Вера усмехнулась, ещё раз бросив на меня свой холодный взгляд, отчего я почувствовала себя маленькой и никчёмной.


– Ну-ну. Похоже, Грише это не очень понравилось.


– С Гришей я и сама решу, а тебя прошу не лезть, – бабушка разговаривала с Верой жёстко.


– Да мне-то что. О вас же беспокоюсь: мало ли кого к вам подселили.


– Машенька, разбери, пожалуйста, пакет. От Веры помощи не дождёшься, – обратилась бабушка ко мне.


Ощущая, как трясутся ноги, я встала с кровати и подошла к стулу с обратной от Веры стороны – со стороны спинки. Мне совсем не хотелось быть причиной ссоры семьи, поэтому хоть я и выполнила просьбу бабушки, но старалась как можно меньше привлекать к себе внимание. Вера и не подумала отодвинуться, стояла и смотрела, как я выкладываю фрукты и печенье и отношу к бабушке в тумбочку.


– Зря вы так, – задумчиво проговорила Вера, продолжая разглядывать меня. – Я бы с удовольствием помогла, вы мне просто шанса не даёте.


Я обходила Веру, стараясь не делать сильных вдохов. В носу так и щекотало, на глазах выступали слёзы. Аллергия давала о себе знать. От полного расклеивания спасало открытое окно.

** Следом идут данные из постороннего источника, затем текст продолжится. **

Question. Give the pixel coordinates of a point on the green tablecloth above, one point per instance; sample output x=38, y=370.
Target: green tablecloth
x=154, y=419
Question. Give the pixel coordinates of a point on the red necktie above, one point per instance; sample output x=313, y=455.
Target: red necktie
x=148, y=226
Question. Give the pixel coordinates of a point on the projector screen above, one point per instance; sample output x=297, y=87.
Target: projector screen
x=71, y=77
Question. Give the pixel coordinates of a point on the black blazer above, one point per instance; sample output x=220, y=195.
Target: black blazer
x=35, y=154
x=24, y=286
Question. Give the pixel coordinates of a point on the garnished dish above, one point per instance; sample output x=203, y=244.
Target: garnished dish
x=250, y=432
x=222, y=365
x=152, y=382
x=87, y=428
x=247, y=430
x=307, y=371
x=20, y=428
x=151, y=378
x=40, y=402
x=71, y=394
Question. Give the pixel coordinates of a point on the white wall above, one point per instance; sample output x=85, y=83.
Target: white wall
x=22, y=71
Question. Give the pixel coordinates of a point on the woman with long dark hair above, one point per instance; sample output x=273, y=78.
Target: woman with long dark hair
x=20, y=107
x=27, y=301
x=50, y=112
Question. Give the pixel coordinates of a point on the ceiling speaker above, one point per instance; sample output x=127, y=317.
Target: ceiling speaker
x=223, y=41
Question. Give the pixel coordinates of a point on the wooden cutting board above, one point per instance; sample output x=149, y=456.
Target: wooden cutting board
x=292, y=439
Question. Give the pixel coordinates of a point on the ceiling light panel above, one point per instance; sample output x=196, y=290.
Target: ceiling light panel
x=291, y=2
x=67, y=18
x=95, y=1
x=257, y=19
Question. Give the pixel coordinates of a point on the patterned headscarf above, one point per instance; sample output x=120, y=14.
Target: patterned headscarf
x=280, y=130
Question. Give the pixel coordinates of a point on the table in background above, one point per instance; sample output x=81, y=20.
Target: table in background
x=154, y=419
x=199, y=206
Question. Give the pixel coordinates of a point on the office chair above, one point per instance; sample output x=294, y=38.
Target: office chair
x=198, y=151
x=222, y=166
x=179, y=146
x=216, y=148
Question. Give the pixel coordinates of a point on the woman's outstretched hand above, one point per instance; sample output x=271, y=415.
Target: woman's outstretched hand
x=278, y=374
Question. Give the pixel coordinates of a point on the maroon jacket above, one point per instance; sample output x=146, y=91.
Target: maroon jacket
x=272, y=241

Дверь в палату снова распахнулась; Гриша вошёл и округлил глаза, увидев, что я разбираю пакет.


– Нормально, – усмехнулся он. – А это для тебя, что ли?


Я испуганно обернулась. Меньше всего мне хотелось, чтобы меня обвинили в воровстве.

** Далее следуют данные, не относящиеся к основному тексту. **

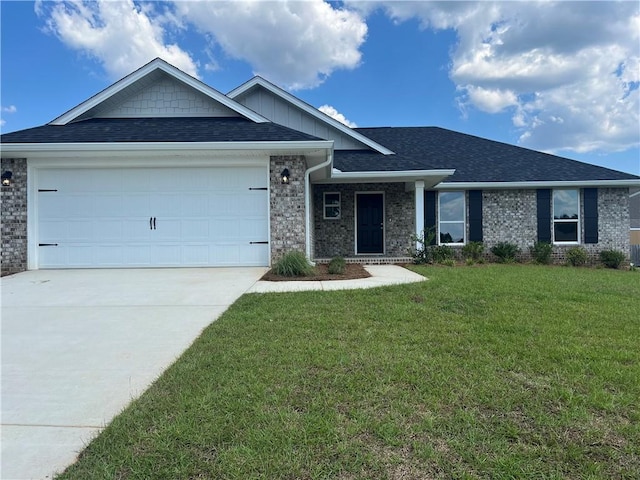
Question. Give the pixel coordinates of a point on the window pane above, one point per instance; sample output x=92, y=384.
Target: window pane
x=332, y=199
x=331, y=212
x=565, y=204
x=451, y=206
x=452, y=233
x=565, y=231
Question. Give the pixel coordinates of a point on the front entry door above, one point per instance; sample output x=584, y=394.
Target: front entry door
x=370, y=223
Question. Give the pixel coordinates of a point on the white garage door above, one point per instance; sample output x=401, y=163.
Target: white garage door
x=152, y=217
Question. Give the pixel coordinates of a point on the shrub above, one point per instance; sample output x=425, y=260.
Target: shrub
x=473, y=251
x=422, y=253
x=541, y=252
x=576, y=256
x=337, y=266
x=441, y=253
x=612, y=258
x=293, y=264
x=505, y=251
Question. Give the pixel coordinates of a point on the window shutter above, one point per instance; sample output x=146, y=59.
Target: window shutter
x=475, y=215
x=590, y=215
x=544, y=215
x=430, y=213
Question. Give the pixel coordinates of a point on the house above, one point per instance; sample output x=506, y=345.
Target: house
x=159, y=169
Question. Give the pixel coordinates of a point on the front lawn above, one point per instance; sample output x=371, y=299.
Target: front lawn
x=481, y=372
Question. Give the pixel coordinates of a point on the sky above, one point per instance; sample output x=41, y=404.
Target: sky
x=559, y=77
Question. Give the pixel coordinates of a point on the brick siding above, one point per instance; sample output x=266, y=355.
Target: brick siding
x=14, y=218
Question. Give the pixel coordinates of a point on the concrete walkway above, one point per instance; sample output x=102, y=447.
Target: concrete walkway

– Я просто… – попыталась я оправдаться, как вмешалась бабушка.


– Гриша, что ты устраиваешь! – сердито крикнула она. – Отстань от девушки.


– Я хочу понять, что происходит. Кто эта барышня, по какому праву она здесь и почему копается в чужом пакете, – он с подозрением уставился на меня, особое внимание уделяя моему синяку под глазом. Под его взглядом я сжалась, стараясь отвернуться, спрятать уродский синяк. Он заметил мой неловкий жест и презрительно усмехнулся, заставляя чувствовать себя ещё хуже.


В палату зашла медсестра Света. Похоже, она услышала последнее предложение Гриши, потому что прямо с порога зло крикнула:


– Сироткина! Ты что, за воровство принялась?!


От ужаса я округлила глаза. От осознания, что вот сейчас меня обвинят в воровстве и выставят с позором, сердце испуганно сжималось. Мысль, что Алла Леонидовна отвернётся от меня, причиняла боль и я с трудом сдерживала слёзы.


– Ой, нет!


– А она ещё и ворует? – так, словно нисколько в этом не сомневался, и только ждал момента поймать меня за руку, притворно удивился Гриша.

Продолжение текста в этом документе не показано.